Wary silence from Arab countries over Iran deal

By REUTERS
November 24, 2013 14:00
1 minute read.

Iran's nuclear deal with global powers was met with wary silence from Arab states on Sunday, with Iran's only two Arab friends Iraq and Syria welcoming the accord but others keeping their opinions to themselves.

All Arab countries apart from Syria and Iraq are ruled by Sunni Muslims who mainly regard Shi'ite Iran as a foe and have been deeply uneasy over the prospect of any rapprochement with the West that would benefit Tehran.
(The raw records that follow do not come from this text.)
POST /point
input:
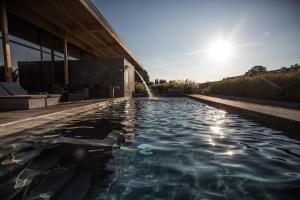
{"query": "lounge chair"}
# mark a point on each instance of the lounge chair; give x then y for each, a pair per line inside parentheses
(14, 97)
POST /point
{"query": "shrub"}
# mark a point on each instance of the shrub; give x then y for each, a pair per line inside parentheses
(274, 85)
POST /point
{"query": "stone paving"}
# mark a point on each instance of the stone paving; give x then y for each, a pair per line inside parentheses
(16, 121)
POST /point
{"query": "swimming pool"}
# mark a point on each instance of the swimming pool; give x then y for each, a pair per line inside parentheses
(175, 148)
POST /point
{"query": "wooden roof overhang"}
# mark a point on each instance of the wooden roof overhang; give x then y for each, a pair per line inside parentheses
(77, 20)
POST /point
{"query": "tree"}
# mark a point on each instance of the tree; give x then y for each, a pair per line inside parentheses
(256, 70)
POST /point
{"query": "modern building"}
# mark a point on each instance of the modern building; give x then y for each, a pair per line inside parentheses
(57, 44)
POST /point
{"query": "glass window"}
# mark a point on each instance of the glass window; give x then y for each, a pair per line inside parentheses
(126, 79)
(1, 51)
(21, 53)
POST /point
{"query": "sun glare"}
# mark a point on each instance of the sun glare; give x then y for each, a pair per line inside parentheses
(220, 50)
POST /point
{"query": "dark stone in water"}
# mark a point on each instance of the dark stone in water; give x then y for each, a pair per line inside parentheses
(53, 184)
(79, 188)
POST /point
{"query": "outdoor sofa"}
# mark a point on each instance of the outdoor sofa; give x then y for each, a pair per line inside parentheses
(14, 97)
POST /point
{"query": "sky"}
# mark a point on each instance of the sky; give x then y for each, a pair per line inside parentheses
(206, 40)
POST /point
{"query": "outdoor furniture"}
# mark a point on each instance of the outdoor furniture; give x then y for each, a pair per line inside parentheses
(14, 97)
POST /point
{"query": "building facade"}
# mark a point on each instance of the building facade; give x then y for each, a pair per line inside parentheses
(72, 33)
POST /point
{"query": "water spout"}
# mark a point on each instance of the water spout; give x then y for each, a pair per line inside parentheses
(145, 84)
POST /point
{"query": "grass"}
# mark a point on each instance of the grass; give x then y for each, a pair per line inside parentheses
(283, 86)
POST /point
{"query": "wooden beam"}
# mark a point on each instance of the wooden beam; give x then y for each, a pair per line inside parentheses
(66, 62)
(6, 46)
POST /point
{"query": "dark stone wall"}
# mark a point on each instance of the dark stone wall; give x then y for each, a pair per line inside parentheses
(98, 75)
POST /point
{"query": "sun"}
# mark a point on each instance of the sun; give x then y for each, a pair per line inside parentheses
(220, 50)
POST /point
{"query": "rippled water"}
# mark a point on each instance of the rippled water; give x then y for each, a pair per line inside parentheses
(183, 149)
(175, 148)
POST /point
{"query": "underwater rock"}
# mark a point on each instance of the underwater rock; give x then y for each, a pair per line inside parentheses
(79, 188)
(52, 184)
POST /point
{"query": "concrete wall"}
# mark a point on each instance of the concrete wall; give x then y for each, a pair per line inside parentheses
(98, 75)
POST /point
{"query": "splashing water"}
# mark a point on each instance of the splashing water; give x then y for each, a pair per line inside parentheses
(145, 84)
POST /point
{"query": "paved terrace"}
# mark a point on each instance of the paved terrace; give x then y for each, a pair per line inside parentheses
(275, 116)
(16, 121)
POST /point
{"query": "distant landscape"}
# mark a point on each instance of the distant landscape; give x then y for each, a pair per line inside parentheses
(282, 84)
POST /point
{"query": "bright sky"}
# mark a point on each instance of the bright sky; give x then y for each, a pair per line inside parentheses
(207, 40)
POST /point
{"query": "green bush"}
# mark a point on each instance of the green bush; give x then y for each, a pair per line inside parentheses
(283, 86)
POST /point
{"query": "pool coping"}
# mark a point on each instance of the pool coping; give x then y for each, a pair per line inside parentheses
(272, 116)
(31, 122)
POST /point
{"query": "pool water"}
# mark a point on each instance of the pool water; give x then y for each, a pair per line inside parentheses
(183, 149)
(175, 148)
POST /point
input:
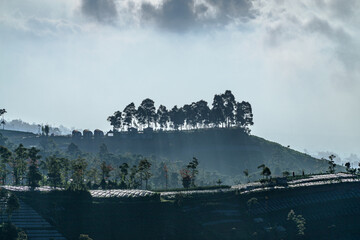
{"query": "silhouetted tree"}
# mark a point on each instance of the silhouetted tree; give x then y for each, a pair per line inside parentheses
(162, 116)
(192, 166)
(177, 117)
(54, 166)
(129, 115)
(244, 116)
(133, 183)
(185, 177)
(78, 167)
(146, 112)
(2, 112)
(246, 173)
(5, 155)
(228, 107)
(12, 204)
(332, 164)
(105, 170)
(124, 170)
(116, 120)
(144, 170)
(34, 175)
(217, 112)
(73, 150)
(18, 163)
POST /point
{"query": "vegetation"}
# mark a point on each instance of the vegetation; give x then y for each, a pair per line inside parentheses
(225, 112)
(299, 222)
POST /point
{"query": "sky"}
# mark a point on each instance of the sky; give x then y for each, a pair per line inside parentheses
(75, 62)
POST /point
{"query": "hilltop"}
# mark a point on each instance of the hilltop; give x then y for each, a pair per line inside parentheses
(228, 151)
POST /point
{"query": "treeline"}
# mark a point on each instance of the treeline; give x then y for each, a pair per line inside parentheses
(77, 171)
(225, 112)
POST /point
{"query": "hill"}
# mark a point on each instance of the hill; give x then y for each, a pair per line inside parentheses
(226, 151)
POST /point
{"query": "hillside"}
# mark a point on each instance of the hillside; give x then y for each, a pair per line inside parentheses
(227, 151)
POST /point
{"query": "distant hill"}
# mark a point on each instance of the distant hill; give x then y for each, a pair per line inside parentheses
(227, 151)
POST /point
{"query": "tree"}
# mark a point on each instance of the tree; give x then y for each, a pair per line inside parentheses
(116, 120)
(266, 172)
(84, 237)
(244, 116)
(217, 112)
(286, 173)
(144, 170)
(332, 164)
(146, 112)
(177, 117)
(34, 175)
(202, 113)
(2, 112)
(185, 177)
(5, 155)
(162, 116)
(348, 166)
(166, 174)
(299, 221)
(228, 107)
(54, 167)
(73, 150)
(78, 167)
(124, 170)
(105, 170)
(12, 204)
(246, 173)
(18, 163)
(192, 167)
(129, 115)
(133, 183)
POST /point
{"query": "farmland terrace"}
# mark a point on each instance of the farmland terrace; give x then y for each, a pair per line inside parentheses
(328, 203)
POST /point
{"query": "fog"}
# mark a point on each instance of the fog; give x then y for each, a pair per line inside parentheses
(76, 62)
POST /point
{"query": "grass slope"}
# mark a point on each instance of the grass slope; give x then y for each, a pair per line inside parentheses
(227, 151)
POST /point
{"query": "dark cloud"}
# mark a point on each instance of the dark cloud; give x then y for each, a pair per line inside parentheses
(185, 15)
(103, 11)
(347, 49)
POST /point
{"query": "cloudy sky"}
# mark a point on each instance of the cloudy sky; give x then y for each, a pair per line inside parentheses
(75, 62)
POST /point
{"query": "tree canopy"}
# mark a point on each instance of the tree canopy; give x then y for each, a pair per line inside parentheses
(225, 112)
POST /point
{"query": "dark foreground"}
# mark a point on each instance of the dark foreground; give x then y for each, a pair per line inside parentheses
(328, 212)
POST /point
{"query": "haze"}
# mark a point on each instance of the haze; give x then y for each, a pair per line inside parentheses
(297, 62)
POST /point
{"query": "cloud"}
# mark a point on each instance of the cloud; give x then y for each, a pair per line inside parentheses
(103, 11)
(188, 15)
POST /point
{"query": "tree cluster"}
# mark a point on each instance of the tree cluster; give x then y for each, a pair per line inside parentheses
(225, 112)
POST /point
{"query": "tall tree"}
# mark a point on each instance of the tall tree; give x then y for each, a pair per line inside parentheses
(2, 112)
(54, 166)
(73, 150)
(78, 167)
(163, 116)
(116, 120)
(18, 163)
(144, 170)
(244, 116)
(228, 107)
(217, 112)
(5, 155)
(177, 117)
(34, 175)
(146, 112)
(105, 170)
(192, 166)
(202, 111)
(124, 170)
(129, 115)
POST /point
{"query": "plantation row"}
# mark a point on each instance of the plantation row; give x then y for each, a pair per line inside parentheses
(25, 166)
(225, 112)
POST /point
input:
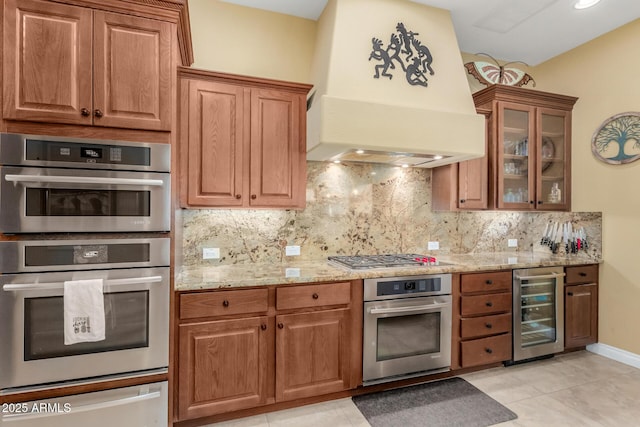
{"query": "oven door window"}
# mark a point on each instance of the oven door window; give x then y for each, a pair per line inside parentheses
(405, 336)
(83, 202)
(126, 326)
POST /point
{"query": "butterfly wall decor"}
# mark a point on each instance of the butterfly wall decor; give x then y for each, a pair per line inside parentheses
(493, 73)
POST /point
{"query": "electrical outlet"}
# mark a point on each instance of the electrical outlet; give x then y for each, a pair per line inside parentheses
(210, 253)
(292, 250)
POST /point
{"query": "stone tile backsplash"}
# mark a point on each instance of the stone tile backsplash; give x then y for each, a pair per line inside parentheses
(366, 209)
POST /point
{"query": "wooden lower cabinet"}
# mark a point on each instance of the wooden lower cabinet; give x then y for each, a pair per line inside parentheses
(223, 366)
(244, 348)
(581, 306)
(485, 318)
(312, 354)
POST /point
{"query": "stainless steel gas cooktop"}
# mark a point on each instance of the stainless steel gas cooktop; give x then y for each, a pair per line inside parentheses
(362, 262)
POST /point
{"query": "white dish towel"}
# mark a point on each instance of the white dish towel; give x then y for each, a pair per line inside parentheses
(83, 311)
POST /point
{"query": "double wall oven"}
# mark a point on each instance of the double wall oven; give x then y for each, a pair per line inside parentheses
(75, 211)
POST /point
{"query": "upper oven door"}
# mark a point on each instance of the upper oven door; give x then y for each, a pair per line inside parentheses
(38, 200)
(33, 352)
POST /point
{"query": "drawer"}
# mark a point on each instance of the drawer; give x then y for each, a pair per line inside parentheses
(486, 325)
(222, 303)
(486, 282)
(485, 304)
(486, 350)
(292, 297)
(582, 274)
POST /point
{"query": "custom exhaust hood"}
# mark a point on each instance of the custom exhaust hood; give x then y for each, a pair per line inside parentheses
(412, 118)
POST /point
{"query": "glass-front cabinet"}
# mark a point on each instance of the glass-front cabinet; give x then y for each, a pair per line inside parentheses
(533, 154)
(529, 147)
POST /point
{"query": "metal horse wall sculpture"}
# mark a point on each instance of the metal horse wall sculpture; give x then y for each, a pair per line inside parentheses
(415, 65)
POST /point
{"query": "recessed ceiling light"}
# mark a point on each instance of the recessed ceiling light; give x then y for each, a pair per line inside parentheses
(583, 4)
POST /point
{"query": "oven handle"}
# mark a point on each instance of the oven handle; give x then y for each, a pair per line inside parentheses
(84, 408)
(398, 310)
(48, 286)
(83, 180)
(542, 276)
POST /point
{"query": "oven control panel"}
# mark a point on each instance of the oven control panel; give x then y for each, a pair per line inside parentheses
(399, 287)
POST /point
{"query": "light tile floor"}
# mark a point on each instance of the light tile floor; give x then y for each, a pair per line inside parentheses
(575, 389)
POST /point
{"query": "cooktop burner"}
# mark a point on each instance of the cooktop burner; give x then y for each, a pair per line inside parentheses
(359, 262)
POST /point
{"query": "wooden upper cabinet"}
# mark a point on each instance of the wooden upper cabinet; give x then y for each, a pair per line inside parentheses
(278, 159)
(73, 65)
(132, 72)
(216, 144)
(47, 62)
(243, 141)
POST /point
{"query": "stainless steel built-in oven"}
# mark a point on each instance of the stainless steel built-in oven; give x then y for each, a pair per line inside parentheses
(135, 290)
(407, 327)
(52, 184)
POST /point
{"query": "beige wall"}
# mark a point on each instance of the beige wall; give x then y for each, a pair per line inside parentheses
(242, 40)
(604, 75)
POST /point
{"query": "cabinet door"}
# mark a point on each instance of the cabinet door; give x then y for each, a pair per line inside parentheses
(553, 159)
(473, 184)
(132, 72)
(581, 312)
(216, 144)
(515, 156)
(278, 151)
(47, 62)
(312, 354)
(222, 366)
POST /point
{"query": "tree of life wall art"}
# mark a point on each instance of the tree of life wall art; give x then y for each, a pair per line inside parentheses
(617, 140)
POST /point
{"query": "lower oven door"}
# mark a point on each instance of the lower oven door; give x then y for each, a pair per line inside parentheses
(143, 405)
(33, 353)
(406, 336)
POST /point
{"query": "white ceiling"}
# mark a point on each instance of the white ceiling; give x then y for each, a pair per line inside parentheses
(531, 31)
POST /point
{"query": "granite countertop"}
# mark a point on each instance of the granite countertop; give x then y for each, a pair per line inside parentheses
(244, 275)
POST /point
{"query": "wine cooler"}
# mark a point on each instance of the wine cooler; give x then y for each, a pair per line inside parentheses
(538, 312)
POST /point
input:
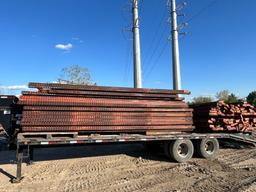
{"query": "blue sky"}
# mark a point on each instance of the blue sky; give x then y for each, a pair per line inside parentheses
(219, 51)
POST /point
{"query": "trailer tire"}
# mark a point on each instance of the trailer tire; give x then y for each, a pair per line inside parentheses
(207, 148)
(167, 149)
(181, 150)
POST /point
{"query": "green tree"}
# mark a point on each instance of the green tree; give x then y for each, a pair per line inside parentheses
(228, 97)
(232, 98)
(202, 99)
(251, 98)
(75, 75)
(223, 95)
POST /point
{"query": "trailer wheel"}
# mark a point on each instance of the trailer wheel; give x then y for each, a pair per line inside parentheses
(152, 147)
(181, 150)
(207, 148)
(167, 148)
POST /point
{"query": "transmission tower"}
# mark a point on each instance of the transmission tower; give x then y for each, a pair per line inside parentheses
(136, 45)
(175, 44)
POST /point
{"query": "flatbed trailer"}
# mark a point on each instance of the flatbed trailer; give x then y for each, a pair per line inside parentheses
(176, 145)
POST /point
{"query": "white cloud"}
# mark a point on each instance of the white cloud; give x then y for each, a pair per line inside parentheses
(65, 47)
(14, 87)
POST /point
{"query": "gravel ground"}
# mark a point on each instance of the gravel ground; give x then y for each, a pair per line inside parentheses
(125, 168)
Arab leaders worry that the deal, under which Iran is being given relief from sanctions in return for curbs to its nuclear programme, signals a thaw in the 30 years of hostility between Tehran and Washington which will give Iran more regional clout.




"I am afraid Iran will give up something on [its nuclear programme] to get something else from the big powers in terms of regional politics. And I'm worrying about giving Iran more space or a freer hand in the region," said Abdullah al-Askar, chairman of Saudi Arabia's appointed Shoura Council, a quasi-parliament that advises the government on policy.




"The government of Iran, month after month, has proven that it has an ugly agenda in the region, and in this regard no one in the region will sleep and assume things are going smoothly," Askar said.




At the time he spoke, Saudi Arabia had yet to give any official response, and Askar stressed that he was giving his personal views. Other Sunni-ruled Arab states also had yet to respond on Sunday.